お蕎麦ももちろん楽しみなのですが、もう一つ楽しみだったのが、山梨ご当地グルメである鳥もつ煮。元祖である甲府鳥もつ煮には甘辛い味付けですが、こちらでは味噌煮風でいただくことができます。
これが美味しい!ピーマンの苦味もアクセントになって、ぺろりと食べてしまいました。やみつきになりそうです。
そして…お楽しみはコレ!原料や製粉にもこだわって作られる、特せいろそば!一日20食限定となっており、時間的に不安でしたがセーフだったようです。
こちらのお蕎麦は十割蕎麦のため、蕎麦本来の味を楽しむことができます。いろいろな食べ方で楽しみましたが、そのまま食べるのが一番美味しく感じられました。
田野で温泉とお蕎麦を楽しんだら、後は駅を目指していくだけ。最寄りのバス停は武田家終焉の地である景徳院です。うーん、次のバスを待つのと、ここから甲斐大和まで歩くのと時間が大して変わりませんね。
ここまで来たら最後まで歩くか。
道中、ハッピードリンクショップを見つけ、テンションが上がります!秀麗富嶽十二景の最後はこのハッピードリンクショップで締めたいですよね。え、そんなことない?
キリッと炭酸で締めちゃいます!…と、ビックリ!野生のサルを見かけました!
バス停から歩くこと30分ほどで、甲斐大和駅に到着しました。いやぁ~、今日は長かったけど、充実した山旅となりました。後は中央線、京王線と乗り継いで帰るだけです。大事ですからね、京王線使うの。
滝子山の山旅、終わりに
今回の滝子山は、納涼の山旅というテーマで夏を選びましたが、個人的には大満足でした。何よりズミ沢の透明度が印象強く、たろうたちもご覧の表情です。

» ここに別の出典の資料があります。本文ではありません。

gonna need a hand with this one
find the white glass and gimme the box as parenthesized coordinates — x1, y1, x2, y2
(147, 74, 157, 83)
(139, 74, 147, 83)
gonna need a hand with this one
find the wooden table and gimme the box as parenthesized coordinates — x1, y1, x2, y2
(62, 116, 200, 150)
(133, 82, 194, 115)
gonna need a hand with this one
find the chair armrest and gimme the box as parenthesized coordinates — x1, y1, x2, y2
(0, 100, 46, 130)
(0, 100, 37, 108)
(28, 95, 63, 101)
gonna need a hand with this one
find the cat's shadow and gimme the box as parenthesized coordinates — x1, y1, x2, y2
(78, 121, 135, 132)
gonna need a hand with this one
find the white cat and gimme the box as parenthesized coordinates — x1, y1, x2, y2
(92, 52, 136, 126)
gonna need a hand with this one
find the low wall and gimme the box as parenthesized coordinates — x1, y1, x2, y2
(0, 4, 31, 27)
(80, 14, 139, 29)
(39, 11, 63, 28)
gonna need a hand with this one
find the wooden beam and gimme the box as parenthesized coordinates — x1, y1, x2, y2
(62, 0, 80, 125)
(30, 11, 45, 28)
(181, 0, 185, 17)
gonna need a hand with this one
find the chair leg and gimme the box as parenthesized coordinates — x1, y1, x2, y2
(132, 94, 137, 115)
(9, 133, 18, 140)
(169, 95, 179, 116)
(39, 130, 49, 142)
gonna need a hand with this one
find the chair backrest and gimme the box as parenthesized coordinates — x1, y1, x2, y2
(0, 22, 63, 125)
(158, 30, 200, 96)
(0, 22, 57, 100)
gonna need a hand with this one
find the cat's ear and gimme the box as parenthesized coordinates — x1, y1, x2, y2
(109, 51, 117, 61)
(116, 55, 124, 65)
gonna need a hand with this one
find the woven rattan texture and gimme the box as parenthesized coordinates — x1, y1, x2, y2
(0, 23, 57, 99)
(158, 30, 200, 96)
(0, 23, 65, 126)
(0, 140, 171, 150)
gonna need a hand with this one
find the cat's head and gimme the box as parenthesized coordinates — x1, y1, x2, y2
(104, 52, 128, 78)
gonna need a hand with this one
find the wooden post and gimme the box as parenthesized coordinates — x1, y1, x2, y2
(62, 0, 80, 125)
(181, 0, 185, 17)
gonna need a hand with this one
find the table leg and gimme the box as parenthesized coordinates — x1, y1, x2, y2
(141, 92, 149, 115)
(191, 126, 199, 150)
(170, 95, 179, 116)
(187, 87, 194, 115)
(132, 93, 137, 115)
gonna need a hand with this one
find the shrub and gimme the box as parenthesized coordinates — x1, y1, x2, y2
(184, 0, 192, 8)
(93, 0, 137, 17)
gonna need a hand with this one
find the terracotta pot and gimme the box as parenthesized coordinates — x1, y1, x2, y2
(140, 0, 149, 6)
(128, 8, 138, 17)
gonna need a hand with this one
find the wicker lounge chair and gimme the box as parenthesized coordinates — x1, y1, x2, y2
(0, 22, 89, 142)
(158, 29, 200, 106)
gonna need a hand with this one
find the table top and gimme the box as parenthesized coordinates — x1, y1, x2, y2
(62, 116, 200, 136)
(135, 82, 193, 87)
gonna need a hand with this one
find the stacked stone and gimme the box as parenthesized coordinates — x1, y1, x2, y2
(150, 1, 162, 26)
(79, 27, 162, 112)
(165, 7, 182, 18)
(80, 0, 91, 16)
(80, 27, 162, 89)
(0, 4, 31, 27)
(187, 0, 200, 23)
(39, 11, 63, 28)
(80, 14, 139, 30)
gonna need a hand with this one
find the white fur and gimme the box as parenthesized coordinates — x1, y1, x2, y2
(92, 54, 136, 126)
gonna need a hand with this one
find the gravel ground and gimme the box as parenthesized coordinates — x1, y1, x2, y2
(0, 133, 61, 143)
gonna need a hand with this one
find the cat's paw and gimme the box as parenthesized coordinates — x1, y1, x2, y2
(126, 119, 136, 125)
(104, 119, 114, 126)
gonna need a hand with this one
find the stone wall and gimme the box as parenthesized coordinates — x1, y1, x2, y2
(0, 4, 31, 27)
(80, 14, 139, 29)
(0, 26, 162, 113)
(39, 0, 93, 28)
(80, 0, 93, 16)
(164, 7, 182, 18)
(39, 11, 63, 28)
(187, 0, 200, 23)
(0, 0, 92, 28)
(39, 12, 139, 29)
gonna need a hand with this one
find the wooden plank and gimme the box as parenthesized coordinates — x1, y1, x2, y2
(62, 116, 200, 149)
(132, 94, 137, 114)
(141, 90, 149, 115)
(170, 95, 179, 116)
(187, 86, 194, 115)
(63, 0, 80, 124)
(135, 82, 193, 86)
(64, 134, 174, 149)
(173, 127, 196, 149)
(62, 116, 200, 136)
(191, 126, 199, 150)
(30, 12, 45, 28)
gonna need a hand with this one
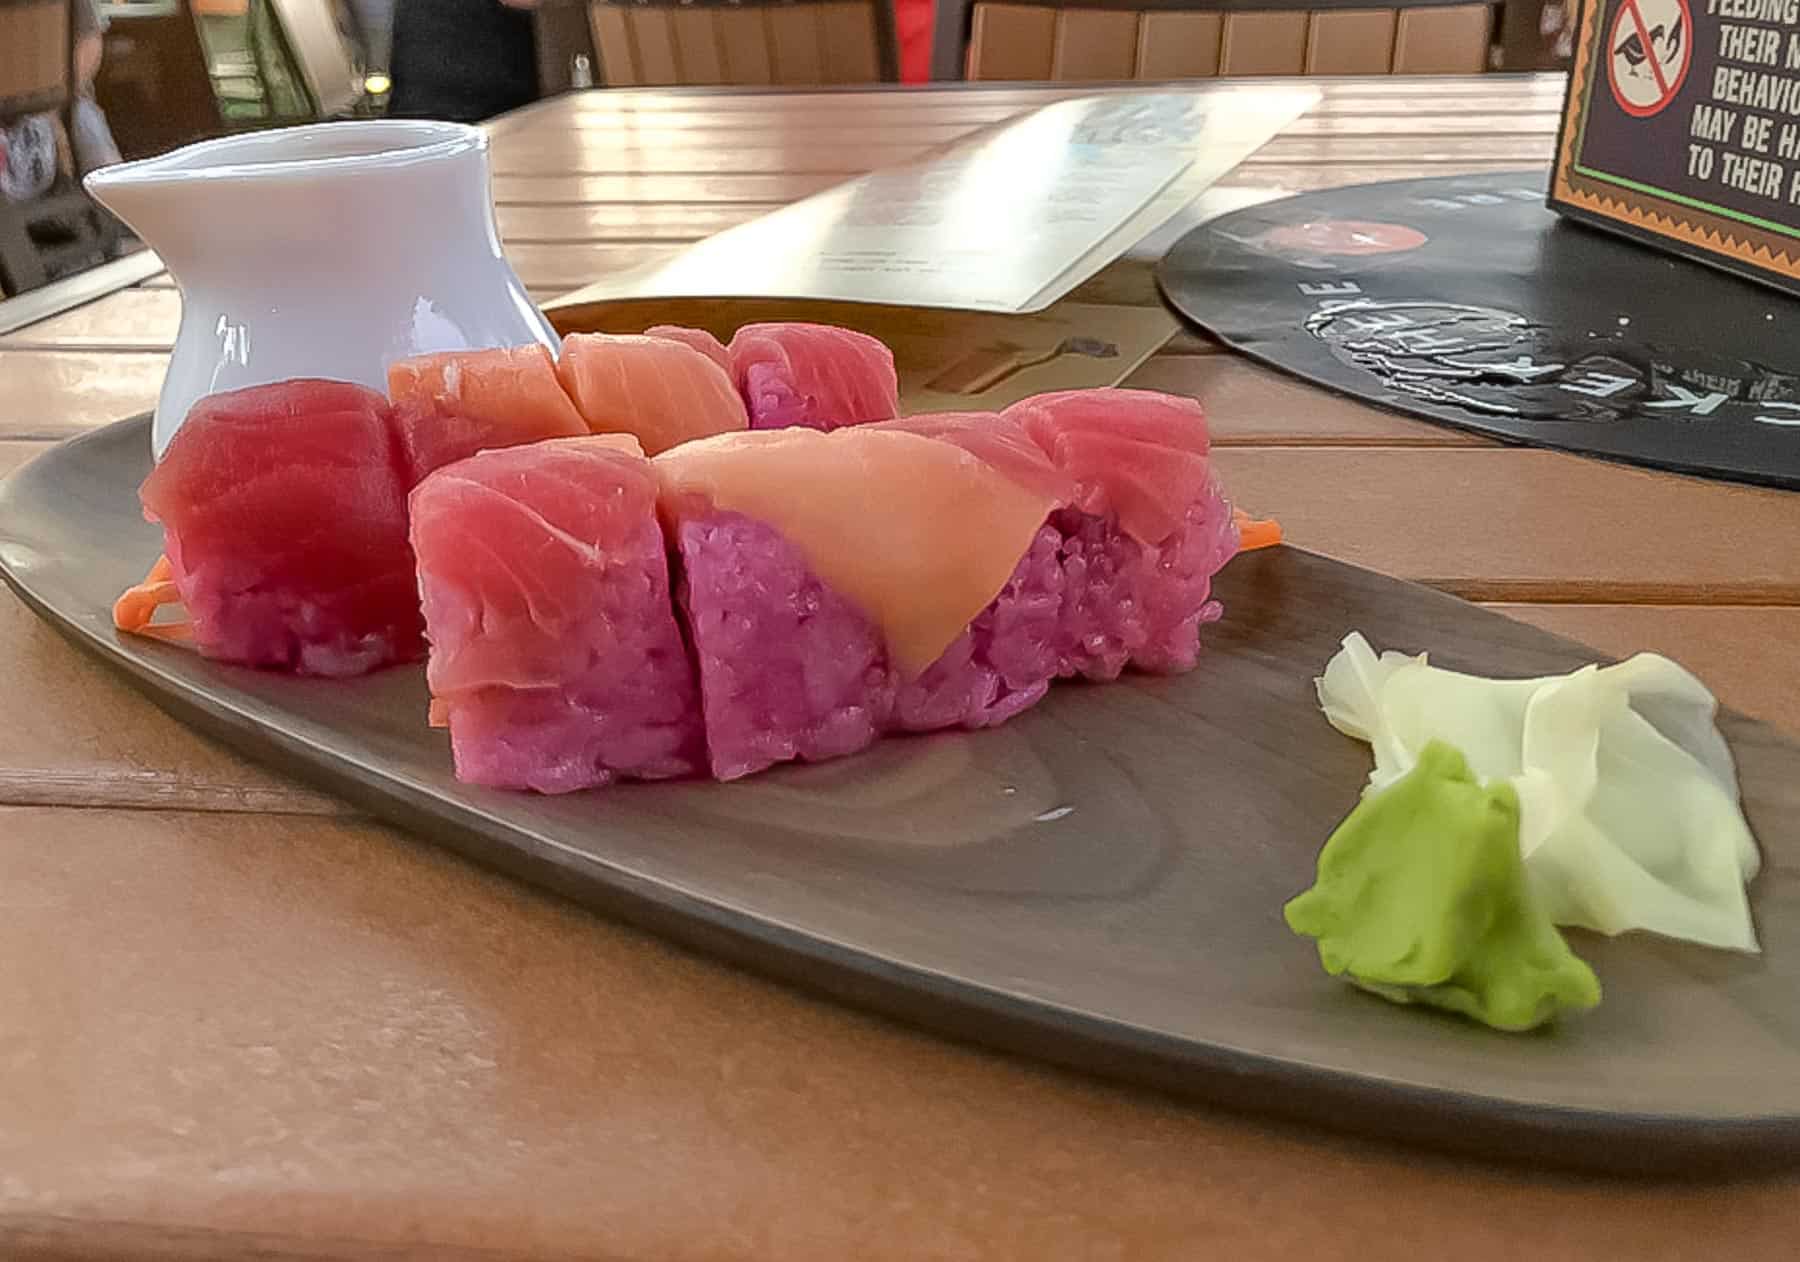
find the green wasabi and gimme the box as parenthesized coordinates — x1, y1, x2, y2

せっかく秀麗富士を望むなら、空気が透き通って、冠雪している冬場がいいんじゃない?と、そう思っていました。ですが、何も山頂からの景色だけが山ではなく、道中の自然風景、そして季節との相性、そこに温泉や食べ物なんかも加味すると、どの季節どのタイミングで行っても違った楽しみがあります。
滝子山には今回登った沢沿いコースの他、岩場がある南陵、そして初狩駅へ下るコースなどもあり、また、春にはイワカガミ、秋には紅葉、冬には富士山の眺望が楽しめるので、また季節を変えて訪れてみたいところです。
さあ、次はどこに行こうかなぁ。